Wednesday, November 12, 2008

Immigration, Part II

I recently spent a week in central Mexico. Even though I was far removed from the United States/Mexico border, I clearly saw how important the United States is to Mexico. The U.S. elections almost overshadowed the deaths of several high-ranking Mexican federal officials in a plane crash. But, conversations with everyday Mexicans revealed how much they envy life in the United States.

Jorge was an affable young man. He preferred we speak in English because he doesn't get much chance to practice his English (which is quite good). Jorge had previously lived in Chicago and married a Mexican-American woman with whom he has a daughter. He left Chicago almost 9 months ago and returned to central Mexico because his mother was dying. However, when he attempted to return to the U.S., he was unsuccessful. He said, "President Bush doesn't want us in America and he has certainly made it very hard for us." Meanwhile, Jorge works as a valet parking attendant at an upscale hotel.

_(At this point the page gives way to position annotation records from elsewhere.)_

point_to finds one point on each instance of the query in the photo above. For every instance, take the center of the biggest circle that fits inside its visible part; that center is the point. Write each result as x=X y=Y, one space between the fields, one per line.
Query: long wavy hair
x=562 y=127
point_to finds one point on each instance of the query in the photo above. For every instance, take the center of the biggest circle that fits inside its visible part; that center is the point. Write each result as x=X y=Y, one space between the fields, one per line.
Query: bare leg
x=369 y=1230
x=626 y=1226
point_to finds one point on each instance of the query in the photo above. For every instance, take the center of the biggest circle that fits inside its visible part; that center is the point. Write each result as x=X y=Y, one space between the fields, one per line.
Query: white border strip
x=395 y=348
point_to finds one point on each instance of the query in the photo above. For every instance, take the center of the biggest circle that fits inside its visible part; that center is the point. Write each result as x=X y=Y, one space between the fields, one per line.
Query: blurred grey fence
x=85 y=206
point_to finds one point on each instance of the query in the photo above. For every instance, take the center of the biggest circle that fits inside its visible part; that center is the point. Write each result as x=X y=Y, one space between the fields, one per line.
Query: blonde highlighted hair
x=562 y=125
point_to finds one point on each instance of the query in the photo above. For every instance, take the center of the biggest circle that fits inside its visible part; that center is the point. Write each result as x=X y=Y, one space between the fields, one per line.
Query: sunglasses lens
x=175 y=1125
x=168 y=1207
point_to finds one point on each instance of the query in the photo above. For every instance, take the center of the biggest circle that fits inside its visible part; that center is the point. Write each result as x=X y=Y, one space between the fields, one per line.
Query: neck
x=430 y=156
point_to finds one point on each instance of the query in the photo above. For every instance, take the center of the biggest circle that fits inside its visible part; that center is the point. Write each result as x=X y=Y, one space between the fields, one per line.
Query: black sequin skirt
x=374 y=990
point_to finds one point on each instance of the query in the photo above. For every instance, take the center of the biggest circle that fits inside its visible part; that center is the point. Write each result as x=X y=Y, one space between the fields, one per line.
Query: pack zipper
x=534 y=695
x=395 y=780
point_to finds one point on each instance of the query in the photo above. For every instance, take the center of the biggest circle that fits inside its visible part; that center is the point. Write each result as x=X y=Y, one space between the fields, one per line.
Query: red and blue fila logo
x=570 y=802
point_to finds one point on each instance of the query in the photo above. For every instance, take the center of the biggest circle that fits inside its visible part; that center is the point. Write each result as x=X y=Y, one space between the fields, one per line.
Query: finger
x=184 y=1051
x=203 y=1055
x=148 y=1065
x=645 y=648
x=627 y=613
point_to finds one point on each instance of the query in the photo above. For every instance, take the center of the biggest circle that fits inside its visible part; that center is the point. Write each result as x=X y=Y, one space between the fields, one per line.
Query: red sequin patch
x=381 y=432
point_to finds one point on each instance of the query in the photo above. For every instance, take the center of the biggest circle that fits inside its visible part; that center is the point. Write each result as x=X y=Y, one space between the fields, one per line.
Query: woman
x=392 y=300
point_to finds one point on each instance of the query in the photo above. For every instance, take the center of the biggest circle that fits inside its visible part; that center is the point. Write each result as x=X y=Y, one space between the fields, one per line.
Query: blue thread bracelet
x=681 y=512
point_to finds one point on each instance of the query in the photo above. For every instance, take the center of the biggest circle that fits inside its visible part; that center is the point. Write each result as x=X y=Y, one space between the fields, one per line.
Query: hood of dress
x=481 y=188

He earns about 4,000 pesos a month (about US$360.00). Jorge said that he wants to stay in Mexico but the Mexican government won't allow his family to emigrate and he cannot return.

Rico is a gas station attendant at a Pemex station along the autopisto. Despite my best Spanish, he recognized the American accent and asked where I was from. After some small talk, Rico told me that he lived in San Diego for many years. He had been deported more than 6 times (he thinks) and now cannot return because he is "in the migra computer." Unlike Jorge, I did not have a good feeling about Rico. But, he went on to say, "The Americans and President Bush have made it very hard to cross. The coyotes (human traffickers) will charge you US$1,000 to take you across. But, they will leave you in the mountains in the desert without food or water. It is very dangerous." He went on to say that he had to wait 10 years before he could cross again (there is a rumor in Mexico that U.S. ICE files are purged of names after 10 years--not sure whether that is true or not).

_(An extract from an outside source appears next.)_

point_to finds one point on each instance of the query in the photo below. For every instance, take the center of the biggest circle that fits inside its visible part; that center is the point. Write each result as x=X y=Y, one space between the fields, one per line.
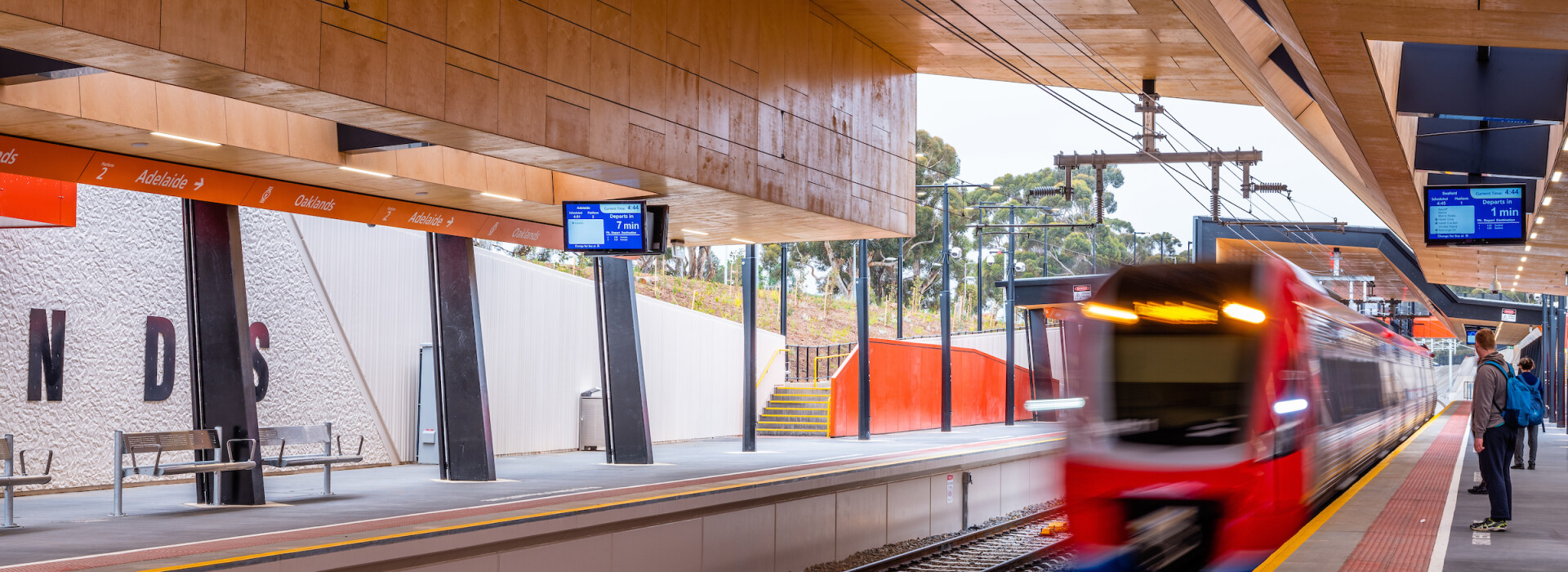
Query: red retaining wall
x=906 y=389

But, I can say, after several conversations with Mexicans of different social groups, the Bush policies on immigration are working. They may not be perfect and people still cross, but the numbers are down and the word is out that America is very difficult to now enter. Also, the lack of jobs for Mexicans in the United States are down due to the economic downturn and that is widely known. Thus, like him or hate him, Bush has made a difference in immigration and that relates directly to our national security. For that, I am thankful.